Mike Sanchez, a spokesman for the LA County Registrar’s Office, said the vote centers opened a week and a half ago, but only 108 people have used them. Four additional vote centers will open in the county on Tuesday.
Mr. Sanchez said more than 8,000 vote-by-mail ballots had been returned to the county through Monday. In total, more than 118,000 registered voters were sent a ballot.
Candidates include political novices, former and current aides to elected officials, and community volunteers.
Marisa Alcaraz is a top advisor to City Councilor Curren Price; Rose Grigoryan runs a marketing agency; Isaac Kim has a men’s hair and skin care company;, Imelda Padilla worked as a community organizer; Marco Santana works at LA Family Housing; Antoinette Scully is the national organizer at the United Universalist Women’s League; and Douglas Sierra recently worked at the management consulting firm Monitor Deloitte.
The race is nonpartisan, but all candidates, except one, are registered Democrats. (Grigoryan’s voter registration is “nonpartisan.”)
Voters can find a vote center or drop box by visiting website. District 6 occupies all or part of the neighborhoods of Lake Balboa, Van Nuys, Panorama City, Arleta, North Hills, North Hollywood and Sun Valley.
The first batch of results will be announced shortly after the polls close on Tuesday. That tally will include all or most of the ballots returned prior to election day.
Vote-by-mail ballots postmarked prior to election day will be accepted until April 11.
If no candidate receives more than 50% of the vote in Tuesday’s election, a June contest between the top two finishers is planned.
The winner will face another election for the seat in March 2024, when Martinez’s term is coming to an end.
Homelessness became one of the top issues in the race. Several candidates have differing opinions on 41.18, the law that allows council members to designate no-camping areas for the homeless.
Candidates Kim, Scully and Santana have all said they will vote to repeal the law. Alcaraz and Padilla endorse 41.18, arguing that there should be restrictions around schools, parks and other areas.
The biggest drama in the race revolves around the campaigners.

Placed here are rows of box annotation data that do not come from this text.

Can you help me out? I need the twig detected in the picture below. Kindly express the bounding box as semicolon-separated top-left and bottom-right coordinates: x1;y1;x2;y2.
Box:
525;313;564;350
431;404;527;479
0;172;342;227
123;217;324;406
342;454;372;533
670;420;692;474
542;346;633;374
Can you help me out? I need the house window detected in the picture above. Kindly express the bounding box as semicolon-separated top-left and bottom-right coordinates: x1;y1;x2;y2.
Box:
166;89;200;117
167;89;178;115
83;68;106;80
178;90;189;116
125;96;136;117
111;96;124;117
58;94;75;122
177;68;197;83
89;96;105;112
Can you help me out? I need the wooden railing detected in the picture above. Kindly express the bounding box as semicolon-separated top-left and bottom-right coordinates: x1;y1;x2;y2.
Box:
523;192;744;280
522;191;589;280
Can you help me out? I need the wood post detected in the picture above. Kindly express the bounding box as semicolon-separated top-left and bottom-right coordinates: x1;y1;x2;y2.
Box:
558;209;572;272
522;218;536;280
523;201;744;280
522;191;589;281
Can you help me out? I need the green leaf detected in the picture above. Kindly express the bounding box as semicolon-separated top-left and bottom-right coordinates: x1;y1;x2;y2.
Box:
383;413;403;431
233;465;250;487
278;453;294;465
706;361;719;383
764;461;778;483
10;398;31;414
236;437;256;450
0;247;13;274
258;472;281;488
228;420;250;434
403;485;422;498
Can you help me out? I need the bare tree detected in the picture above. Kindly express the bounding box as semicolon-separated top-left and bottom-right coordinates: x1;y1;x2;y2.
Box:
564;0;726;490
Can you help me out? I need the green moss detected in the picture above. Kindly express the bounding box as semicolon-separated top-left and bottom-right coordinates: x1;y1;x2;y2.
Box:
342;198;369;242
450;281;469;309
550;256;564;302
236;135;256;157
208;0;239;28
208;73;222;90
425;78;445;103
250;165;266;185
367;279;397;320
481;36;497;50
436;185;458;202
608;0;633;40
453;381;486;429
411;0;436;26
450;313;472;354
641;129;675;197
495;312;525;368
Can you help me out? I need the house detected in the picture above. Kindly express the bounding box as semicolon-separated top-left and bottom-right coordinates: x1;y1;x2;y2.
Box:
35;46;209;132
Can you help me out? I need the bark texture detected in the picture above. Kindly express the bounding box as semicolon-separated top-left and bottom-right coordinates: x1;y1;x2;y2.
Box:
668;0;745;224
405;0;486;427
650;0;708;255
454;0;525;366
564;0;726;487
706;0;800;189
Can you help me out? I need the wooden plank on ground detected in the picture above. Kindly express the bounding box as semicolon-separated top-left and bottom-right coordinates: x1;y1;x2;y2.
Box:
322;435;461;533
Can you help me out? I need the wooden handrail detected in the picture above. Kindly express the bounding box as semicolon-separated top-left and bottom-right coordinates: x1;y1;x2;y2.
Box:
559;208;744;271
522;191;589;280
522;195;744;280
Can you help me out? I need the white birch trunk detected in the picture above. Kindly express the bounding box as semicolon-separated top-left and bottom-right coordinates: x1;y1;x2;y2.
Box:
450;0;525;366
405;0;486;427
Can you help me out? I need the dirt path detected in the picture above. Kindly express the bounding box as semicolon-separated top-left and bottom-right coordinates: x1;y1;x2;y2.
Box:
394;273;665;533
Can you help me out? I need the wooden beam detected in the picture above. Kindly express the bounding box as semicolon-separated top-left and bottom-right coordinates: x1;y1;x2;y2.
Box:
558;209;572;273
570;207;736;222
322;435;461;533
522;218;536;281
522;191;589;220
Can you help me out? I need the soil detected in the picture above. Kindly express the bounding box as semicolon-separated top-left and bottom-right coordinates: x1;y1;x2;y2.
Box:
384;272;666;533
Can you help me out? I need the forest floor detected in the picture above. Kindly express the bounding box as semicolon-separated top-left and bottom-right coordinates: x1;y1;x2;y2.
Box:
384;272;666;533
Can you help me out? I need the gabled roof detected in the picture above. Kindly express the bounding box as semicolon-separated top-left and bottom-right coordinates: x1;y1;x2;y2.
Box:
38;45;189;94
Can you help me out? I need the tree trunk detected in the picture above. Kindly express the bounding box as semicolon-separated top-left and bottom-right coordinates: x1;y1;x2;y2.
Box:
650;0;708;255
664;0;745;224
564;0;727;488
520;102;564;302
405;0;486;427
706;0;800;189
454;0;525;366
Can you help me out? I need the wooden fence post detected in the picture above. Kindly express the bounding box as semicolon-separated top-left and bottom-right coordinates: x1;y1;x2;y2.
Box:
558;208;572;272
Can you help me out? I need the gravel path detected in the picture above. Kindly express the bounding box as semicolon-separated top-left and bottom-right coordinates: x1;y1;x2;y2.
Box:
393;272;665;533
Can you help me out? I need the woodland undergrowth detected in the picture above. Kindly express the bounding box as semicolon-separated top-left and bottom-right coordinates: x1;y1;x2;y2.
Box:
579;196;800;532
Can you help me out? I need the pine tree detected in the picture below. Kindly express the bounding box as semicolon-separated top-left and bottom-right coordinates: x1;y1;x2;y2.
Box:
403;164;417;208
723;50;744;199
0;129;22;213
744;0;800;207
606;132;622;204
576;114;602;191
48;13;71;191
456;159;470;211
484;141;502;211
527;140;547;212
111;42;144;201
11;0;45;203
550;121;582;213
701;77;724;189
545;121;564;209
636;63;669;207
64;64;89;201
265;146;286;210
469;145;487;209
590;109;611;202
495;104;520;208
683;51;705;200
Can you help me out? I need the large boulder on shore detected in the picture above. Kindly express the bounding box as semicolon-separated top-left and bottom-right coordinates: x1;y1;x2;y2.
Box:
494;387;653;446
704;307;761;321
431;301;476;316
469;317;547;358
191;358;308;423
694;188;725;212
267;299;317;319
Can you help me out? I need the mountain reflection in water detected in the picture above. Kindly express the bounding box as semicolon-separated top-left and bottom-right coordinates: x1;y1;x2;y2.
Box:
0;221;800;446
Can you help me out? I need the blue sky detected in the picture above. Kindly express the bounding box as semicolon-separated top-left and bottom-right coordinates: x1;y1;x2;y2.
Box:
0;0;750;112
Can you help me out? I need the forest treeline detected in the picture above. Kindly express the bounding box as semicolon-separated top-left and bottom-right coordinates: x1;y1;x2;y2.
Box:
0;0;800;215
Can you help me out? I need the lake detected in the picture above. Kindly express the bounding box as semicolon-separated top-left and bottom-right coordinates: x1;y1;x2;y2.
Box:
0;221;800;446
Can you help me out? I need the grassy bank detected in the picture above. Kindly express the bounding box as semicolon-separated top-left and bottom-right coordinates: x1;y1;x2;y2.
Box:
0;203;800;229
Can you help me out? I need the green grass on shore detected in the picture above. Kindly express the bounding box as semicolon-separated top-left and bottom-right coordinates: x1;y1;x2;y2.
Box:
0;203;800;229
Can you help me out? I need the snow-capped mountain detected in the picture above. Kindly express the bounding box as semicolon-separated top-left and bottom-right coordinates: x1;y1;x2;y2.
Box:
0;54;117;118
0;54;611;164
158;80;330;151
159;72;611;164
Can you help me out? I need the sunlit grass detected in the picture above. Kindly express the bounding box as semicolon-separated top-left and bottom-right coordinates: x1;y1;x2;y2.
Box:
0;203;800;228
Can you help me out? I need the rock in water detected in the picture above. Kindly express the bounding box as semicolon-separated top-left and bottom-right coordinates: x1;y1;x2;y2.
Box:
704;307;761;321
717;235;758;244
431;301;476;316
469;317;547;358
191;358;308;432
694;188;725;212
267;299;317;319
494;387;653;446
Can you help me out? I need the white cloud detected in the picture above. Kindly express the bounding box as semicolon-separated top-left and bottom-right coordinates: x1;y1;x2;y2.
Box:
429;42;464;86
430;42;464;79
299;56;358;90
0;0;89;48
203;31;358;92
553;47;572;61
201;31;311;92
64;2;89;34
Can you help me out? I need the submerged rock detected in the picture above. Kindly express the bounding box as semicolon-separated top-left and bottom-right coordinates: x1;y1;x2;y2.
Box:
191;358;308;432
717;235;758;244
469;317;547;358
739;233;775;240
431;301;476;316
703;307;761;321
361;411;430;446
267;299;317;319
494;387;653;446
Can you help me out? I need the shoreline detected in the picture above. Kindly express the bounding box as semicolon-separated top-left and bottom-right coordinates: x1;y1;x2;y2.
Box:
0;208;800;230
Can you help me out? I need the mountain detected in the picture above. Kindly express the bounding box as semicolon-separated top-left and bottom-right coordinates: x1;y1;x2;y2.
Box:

A door hanger sent by Santana’s campaign solicited complaints from LA . County Democrats because the hangman said the candidate was endorsed by the Democratic Party. (County Democrats disapproved in the race.)
Scott Mann, Santana’s communications director, defended the flyer by saying Santana has the support of several Democratic clubs, including the San Fernando Valley Democratic Party.
A parcel sent by a committee affiliated with the United Local 700 Food & Commercial Workers was also criticized after the parcel incorrectly claimed that Alcaraz had been endorsed by the Spanish-language newspaper La Opinión. . The newspaper did not confirm anyone, and the union, which is supporting Alcaraz, issued an apology.